To continue the example, say I’m confident that my passive real estate investments will average at least 12% each year. I want to earn $1,000 a month from those passive investments, so I need $100,000 invested. If I want to quit my day job and switch to my dream work within 18 months, I need to invest around $4,850 each month to get there.
Play around with numbers with the Investor.gov savings goal calculator.
Supercharge Your Savings Rate
Of course, the less you spend each month, the more you can invest, and the faster you’ll reach your financial freedom goals.
My family and I live and invest from overseas, enjoy free housing through my wife’s employer, don’t have a car, and even get paid flights home to the U.S. each year. We aim to live entirely on her modest salary and not-so-modest benefits while saving and investing all of my income. In doing so, we’ve grown our net worth at warp speed.
What would it take for your family to get rid of a car, house hack to score free housing, or stop spending so much on meals outside the home? To get the creative juices flowing, try these nine ways to save money you’ve never considered.
The Fast Track to Financial Freedom
When I was younger, I used to try to get clever with tactics like timing the market. Every time I got cute, it cost me.
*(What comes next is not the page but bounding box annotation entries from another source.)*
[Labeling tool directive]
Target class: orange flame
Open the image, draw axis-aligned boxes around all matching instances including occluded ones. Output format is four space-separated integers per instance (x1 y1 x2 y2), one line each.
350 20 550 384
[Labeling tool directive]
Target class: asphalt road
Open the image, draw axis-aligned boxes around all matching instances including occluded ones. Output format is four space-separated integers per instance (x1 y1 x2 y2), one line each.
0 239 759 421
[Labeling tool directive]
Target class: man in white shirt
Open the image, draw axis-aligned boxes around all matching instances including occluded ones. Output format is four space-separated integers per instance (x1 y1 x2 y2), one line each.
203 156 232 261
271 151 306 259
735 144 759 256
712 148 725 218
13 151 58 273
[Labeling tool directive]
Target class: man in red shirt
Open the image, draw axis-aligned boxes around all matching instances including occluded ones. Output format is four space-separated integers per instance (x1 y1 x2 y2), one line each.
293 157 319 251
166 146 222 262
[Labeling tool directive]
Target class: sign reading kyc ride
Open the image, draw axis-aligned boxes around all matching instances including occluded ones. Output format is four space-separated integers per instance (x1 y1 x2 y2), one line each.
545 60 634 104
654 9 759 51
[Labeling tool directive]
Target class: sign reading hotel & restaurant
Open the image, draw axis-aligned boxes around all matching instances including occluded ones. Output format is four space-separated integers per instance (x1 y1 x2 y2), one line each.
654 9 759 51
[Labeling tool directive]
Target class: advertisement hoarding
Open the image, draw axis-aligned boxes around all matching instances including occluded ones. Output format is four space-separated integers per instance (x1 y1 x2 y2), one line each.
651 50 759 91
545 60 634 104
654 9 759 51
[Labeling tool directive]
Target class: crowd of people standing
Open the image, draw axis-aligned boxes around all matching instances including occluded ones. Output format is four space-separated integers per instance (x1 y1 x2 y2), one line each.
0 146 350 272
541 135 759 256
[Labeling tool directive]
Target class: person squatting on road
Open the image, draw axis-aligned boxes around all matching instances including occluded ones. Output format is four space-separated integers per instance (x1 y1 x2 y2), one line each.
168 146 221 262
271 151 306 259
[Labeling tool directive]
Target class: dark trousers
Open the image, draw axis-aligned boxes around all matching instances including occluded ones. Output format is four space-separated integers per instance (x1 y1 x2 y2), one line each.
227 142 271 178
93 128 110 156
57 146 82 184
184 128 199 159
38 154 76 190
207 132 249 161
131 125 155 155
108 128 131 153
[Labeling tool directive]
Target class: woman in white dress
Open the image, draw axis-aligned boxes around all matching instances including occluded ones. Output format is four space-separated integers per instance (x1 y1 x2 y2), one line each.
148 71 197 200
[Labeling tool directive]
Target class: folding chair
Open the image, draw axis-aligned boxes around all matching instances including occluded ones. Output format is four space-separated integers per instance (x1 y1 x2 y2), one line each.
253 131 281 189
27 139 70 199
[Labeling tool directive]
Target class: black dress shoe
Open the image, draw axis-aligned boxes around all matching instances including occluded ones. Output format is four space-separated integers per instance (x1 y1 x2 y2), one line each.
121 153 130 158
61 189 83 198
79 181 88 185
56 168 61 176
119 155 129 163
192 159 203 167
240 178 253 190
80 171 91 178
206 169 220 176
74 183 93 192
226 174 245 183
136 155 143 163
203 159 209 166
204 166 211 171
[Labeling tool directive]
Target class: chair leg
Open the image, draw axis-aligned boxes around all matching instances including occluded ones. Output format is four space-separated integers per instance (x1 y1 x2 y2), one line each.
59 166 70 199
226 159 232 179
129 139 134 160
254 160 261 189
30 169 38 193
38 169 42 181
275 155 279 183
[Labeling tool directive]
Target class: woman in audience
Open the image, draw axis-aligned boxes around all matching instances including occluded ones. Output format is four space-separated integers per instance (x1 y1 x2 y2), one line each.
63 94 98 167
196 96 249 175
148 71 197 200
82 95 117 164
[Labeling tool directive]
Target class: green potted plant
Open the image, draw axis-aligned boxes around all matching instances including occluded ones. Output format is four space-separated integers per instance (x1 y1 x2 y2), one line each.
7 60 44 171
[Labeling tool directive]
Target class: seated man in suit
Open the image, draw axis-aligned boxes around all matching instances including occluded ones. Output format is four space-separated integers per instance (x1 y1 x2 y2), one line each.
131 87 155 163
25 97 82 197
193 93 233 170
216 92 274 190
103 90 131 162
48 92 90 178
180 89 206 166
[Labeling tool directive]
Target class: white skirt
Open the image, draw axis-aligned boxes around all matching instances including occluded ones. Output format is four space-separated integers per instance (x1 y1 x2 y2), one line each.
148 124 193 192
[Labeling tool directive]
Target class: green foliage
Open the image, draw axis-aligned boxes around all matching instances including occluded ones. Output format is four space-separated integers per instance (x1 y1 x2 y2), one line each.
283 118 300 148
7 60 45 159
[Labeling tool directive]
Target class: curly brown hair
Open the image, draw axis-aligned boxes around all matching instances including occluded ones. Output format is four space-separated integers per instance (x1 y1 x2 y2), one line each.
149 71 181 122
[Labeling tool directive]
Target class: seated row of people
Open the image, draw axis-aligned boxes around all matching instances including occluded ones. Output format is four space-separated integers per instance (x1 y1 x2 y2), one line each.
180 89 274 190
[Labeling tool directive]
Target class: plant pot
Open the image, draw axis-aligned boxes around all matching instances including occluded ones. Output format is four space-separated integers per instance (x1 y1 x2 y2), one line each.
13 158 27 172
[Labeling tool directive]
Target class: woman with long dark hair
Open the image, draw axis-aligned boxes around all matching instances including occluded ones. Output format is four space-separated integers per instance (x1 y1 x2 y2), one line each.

Today, I practice dollar-cost averaging with my real estate investments. I invest $5,000 (or more, if I can afford it) each month as just one more member of our Co-Investing Club. Over time, I’ve become a fractional owner in thousands of units spread all over the country.
I don’t need to try to time the market or predict the next hot market or asset class. I just keep investing, month in and month out, across many different cities and asset types.
And it’s working. My passive income and net worth have both exploded since I started.
With a high savings rate, high returns, and controlled risk, you can build enough passive income to supplement the active income from your dream work—all within a few years.
Most people do the opposite: They spend almost every dollar they earn while working a job they don’t love. They don’t control when or where they work, and their work neither inspires nor fulfills them.
Don’t be like most people. Live an extraordinary life on your own terms. Real estate can help you get there as an investing vehicle, but only to the extent that you make your broader life freedom goals the target rather than just running on the earn-more/spend-more treadmill.